Déi Lénk estime également qu’«au cours des deux dernières semaines, le collège échevinal a eu tendance à exagérer certains agissements criminels et à faire croire que la police serait dépassée par les événements. Une telle présentation de la part des responsables municipaux tend à créer un climat d’insécurité et de méfiance, qui ne correspond pas à la réalité.» «C’est de la paranoïa stimulée», estime Guy Foetz.
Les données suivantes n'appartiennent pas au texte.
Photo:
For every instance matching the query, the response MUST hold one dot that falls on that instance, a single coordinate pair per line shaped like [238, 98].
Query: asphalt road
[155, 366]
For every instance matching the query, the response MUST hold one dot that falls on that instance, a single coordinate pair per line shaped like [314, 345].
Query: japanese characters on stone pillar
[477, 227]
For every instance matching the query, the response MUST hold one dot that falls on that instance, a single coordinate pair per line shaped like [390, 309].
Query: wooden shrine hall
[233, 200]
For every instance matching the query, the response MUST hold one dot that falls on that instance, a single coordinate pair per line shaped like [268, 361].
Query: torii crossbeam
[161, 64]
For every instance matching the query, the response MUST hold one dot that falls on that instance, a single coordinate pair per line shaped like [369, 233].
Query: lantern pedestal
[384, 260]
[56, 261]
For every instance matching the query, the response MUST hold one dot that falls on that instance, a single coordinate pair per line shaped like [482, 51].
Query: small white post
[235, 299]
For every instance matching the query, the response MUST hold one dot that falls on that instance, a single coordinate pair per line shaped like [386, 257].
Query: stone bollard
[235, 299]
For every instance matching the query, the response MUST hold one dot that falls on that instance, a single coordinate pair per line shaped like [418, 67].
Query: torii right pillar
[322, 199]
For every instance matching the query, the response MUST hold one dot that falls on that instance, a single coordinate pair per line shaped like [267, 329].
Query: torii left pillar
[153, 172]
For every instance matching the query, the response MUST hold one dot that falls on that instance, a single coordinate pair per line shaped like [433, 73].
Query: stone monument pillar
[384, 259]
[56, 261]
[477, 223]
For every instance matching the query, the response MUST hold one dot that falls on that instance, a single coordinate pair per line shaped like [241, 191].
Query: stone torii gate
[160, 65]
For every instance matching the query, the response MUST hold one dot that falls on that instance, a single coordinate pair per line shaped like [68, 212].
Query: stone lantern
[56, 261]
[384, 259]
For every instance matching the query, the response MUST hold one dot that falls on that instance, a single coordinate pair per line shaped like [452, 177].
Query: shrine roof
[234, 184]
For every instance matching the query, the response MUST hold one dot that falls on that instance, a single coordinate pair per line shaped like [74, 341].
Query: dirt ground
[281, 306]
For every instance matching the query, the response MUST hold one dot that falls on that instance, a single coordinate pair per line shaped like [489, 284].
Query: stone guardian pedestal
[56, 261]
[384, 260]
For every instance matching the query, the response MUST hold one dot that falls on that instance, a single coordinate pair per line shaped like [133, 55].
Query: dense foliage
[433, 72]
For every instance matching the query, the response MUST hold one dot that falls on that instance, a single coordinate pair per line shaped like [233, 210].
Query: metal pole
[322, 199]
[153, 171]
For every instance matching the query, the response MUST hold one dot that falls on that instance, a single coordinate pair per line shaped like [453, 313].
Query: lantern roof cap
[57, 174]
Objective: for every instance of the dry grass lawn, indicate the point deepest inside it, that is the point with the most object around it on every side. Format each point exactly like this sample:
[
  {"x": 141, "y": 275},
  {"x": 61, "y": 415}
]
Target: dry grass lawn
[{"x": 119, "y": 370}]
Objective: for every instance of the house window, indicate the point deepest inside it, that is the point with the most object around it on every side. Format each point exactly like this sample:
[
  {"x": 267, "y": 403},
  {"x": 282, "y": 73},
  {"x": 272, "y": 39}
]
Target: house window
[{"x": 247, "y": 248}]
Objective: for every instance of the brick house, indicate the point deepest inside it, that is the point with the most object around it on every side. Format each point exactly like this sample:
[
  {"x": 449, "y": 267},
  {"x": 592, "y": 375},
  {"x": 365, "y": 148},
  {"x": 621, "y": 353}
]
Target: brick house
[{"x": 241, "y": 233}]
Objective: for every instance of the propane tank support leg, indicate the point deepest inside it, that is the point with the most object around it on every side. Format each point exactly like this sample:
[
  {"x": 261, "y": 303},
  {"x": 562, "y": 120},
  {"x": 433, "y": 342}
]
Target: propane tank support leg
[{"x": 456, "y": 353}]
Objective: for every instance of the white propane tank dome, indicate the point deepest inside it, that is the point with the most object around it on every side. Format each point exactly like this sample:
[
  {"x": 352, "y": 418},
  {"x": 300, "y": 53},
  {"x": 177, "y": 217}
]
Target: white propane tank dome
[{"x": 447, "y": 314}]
Pour la Gauche, «il faut investir dans le social», lance le conseiller communal. Car, peut-on lire dans le communiqué de déi Lénk, «le gardiennage privé n’augmente objectivement en rien la sécurité des citoyens et qu’il vaut mieux utiliser les fonds en question pour renforcer la politique de prévention, d’aide aux toxicomanes et de médiation dans les quartiers Gare et Bonnevoie». «On ne nie pas les efforts de la Ville, avance Ana Correia da Veiga. Mais il faut aller plus loin. Par exemple, on pourrait investir le budget dédié à la société de gardiennage (64 023 euros du 1er décembre 2020 au 31 janvier 2021) dans le renforcement du projet d’Inter-Actions « À vos côtés », qui fait de la médiation et prône le dialogue dans le quartier grâce à de jeunes travailleurs issus du quartier. Il faut aussi une décentralisation d’Abrigado pour réduire la pression sur les quartiers de la Gare et de Bonnevoie. Il faut créer plusieurs structures définitives pour accueillir les toxicomanes. Il faut également accélérer le « housing first » en créant plus de logements encadrés. On a besoin d’une vraie politique sociale.»
Guillaume Chassaing
«On continue le combat politique»
Depuis l’engagement de la société de gardiennage privée par le collège échevinal de la capitale, déi Lénk, déi gréng et le LSAP faisaient front commun contre cette décision. Ils ont notamment fait une conférence de presse et déposé une motion ensemble. Mais déi Lénk dépose seul ses recours devant le tribunal administratif (l’un contre les décisions du collège échevinal de la capitale et l’autre contre les décisions de la ministre de l’Intérieur). Pourquoi le LSAP et déi gréng ne font pas partie des requérants? «Ils nous ont proposé de faire ce recours avec eux, mais il n’y avait pas une unanimité dans notre groupe, répond Tom Krieps (LSAP). Je soutiens ce combat de déi Lénk. Mais nous n’avons pas voulu aller sur le terrain juridique. Nous allons poursuivre notre combat politique contre ces décisions. Plus que jamais vu la surenchère verbale de ces derniers jours de la part du collège échevinal.»
De son côté, Christa Brömmel (déi gréng) estime que «nous avons fait du bon travail à trois pour forcer le débat et présenter les arguments. C’est la décision de déi Lénk d’aller sur le terrain judiciaire. C’est légitime. Pour notre part, nous allons continuer notre travail sur le plan politique.»